After reaching my financial goal the date for my travel was set: February 29, 2016. The next steps were to purchase my plane ticket and other pre-travel related things, and finally to make contact with Long Way Home before starting my adventure. Once all of my tasks were complete I was introduced to Genevieve, the project coordinator in Guatemala. Immediately I felt drawn to her because of her professional, genuine and transparent passion for her job and the hard work they were doing. A year had passed since I initially learned about PWB, six months slipped by after getting my assignment, two months of pre-departure work had been completed, and then I was closing my front door with my equipment and luggage in hand and off to Guatemala.
I read in a guidebook somewhere many years ago that the best way take advantage of traveling is to almost “forget your life back home and give in to your new surroundings”, and that passage helped me to have a rewarding experience in Guatemala.
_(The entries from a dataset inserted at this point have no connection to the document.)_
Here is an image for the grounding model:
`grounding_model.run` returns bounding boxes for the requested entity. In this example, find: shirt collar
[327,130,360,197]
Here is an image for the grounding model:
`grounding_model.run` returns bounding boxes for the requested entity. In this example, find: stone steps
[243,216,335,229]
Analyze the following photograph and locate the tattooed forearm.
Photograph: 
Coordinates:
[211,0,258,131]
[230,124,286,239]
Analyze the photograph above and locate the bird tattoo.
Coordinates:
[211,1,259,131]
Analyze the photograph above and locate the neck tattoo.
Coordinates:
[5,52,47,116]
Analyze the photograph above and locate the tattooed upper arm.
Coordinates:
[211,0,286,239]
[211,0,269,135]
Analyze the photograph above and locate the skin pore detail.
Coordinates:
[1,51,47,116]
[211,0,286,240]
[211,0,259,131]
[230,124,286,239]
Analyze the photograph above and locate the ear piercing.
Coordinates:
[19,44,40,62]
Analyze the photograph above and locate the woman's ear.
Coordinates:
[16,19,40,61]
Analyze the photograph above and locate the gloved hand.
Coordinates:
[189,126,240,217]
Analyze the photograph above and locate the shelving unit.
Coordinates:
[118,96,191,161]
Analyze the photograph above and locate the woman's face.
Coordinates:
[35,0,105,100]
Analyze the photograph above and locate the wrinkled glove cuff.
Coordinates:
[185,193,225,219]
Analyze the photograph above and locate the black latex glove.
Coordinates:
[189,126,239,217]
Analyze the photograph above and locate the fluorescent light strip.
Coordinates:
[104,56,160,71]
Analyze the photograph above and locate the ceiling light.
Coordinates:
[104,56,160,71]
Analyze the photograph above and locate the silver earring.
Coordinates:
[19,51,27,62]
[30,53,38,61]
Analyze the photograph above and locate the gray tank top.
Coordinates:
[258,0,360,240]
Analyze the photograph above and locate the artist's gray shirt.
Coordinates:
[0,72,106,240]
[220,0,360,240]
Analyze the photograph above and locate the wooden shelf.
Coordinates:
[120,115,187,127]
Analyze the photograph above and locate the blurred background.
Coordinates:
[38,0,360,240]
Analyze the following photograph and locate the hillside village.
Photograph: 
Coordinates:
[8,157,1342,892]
Yes, the food had unfamiliar flavors. People drove very differently. The sights were breathtaking, and the smells kept me intrigued. Being able to notice all of the differences in a new location immediately and embracing them is a fulfilling way to travel, in my opinion. I will never forget the vibrant colors on nearly every wall and in the clothes of the locals. I will always remember the smells of the bustling market days that overflowed from stores into the streets. And mostly I will cherish the genuine smiles and jubilant laughter of the children on the campus at Long Way Home. My trip to Comalapa was filled with so many vivid memories, and I only hope that my photographs will represent the people I met, the dedication of the staff, and all of the great things being accomplished there!